Congrès 2026

Séance 12 — La culture comme legs

Le tourisme contre-culturel, vecteur d’idées et de frustration. Le cas de la Maison du pêcheur de Percé, été 1969

Émilie Cormier

Université du Québec à Rimouski

Percé, été 1969: un groupe de Montréalais loue une ancienne boîte à chansons connue sous le nom de la Maison du pêcheur dans le but d’offrir un hébergement touristique abordable. Malgré les idéaux nationalistes de ses animateurs, parmi lesquels Paul Rose, Jacques Rose et Francis Simard, le lieu attire surtout un public jeune et contre-culturel. L’initiative se heurte à l’opposition du du Conseil municipal de Percé et crée un conflit très médiatisé.

Connu des spécialistes de la contre-culture, cet épisode n’a pas fait jusqu’ici l’objet d’une analyse savante. Cette présentation cherche à remédier à ce vide historiographie en explorant des archives médiatiques, des correspondances ainsi que des procès-verbaux du Conseil municipal de Percé. L’analyse révèle des préjugés marqués envers les jeunes contestataires. Il semble que les codes vestimentaires et les choix capillaires des « contre-culturels » aient suscité l’aversion de la population davantage que les causes qu’ils défendaient, tandis que pour d’autres, ils représentaient une menace économique à ne pas sous-estimer.
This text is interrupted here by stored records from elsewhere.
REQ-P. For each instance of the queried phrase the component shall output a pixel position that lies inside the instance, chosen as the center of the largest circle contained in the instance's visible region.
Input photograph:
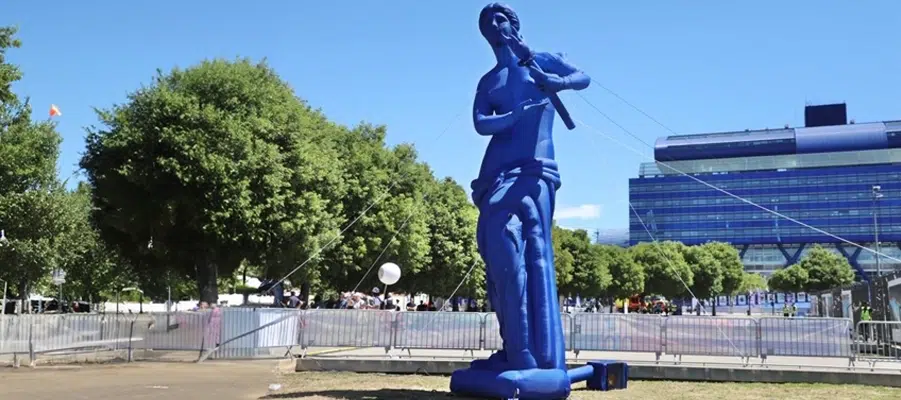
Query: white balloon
(389, 273)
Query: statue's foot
(534, 384)
(494, 362)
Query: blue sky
(695, 66)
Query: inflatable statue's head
(494, 19)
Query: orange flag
(54, 111)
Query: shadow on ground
(381, 394)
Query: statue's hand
(530, 105)
(548, 83)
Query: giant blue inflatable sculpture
(515, 192)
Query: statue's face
(496, 28)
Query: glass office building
(841, 181)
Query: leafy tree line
(670, 269)
(820, 269)
(211, 173)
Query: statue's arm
(573, 77)
(483, 117)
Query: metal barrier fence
(878, 341)
(249, 333)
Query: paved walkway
(172, 381)
(643, 358)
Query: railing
(249, 333)
(878, 341)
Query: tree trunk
(23, 296)
(207, 285)
(305, 293)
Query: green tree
(452, 246)
(34, 209)
(590, 265)
(627, 276)
(706, 270)
(751, 282)
(666, 271)
(792, 279)
(93, 270)
(564, 260)
(825, 269)
(216, 163)
(730, 266)
(385, 193)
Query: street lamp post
(59, 278)
(877, 194)
(132, 289)
(3, 242)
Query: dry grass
(351, 386)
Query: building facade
(774, 193)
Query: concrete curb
(636, 371)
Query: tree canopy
(214, 170)
(819, 269)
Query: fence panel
(13, 335)
(439, 330)
(805, 337)
(252, 332)
(53, 333)
(877, 341)
(179, 331)
(711, 336)
(493, 336)
(618, 332)
(345, 328)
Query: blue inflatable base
(528, 384)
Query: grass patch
(353, 386)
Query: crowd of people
(375, 300)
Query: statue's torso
(531, 137)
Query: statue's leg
(498, 360)
(548, 345)
(505, 250)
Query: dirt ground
(252, 380)
(144, 380)
(350, 386)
Notre recherche met en lumière la place de la péninsule gaspésienne dans le développement d’une identité contre-culturelle québécoise. Elle permet également de constater que la Maison du pêcheur, considérée comme l’une des premières auberges de jeunesse du Québec, aura été un vecteur de changements et confirme la présence de foyers d’idées et de manifestations contre-culturelles en région.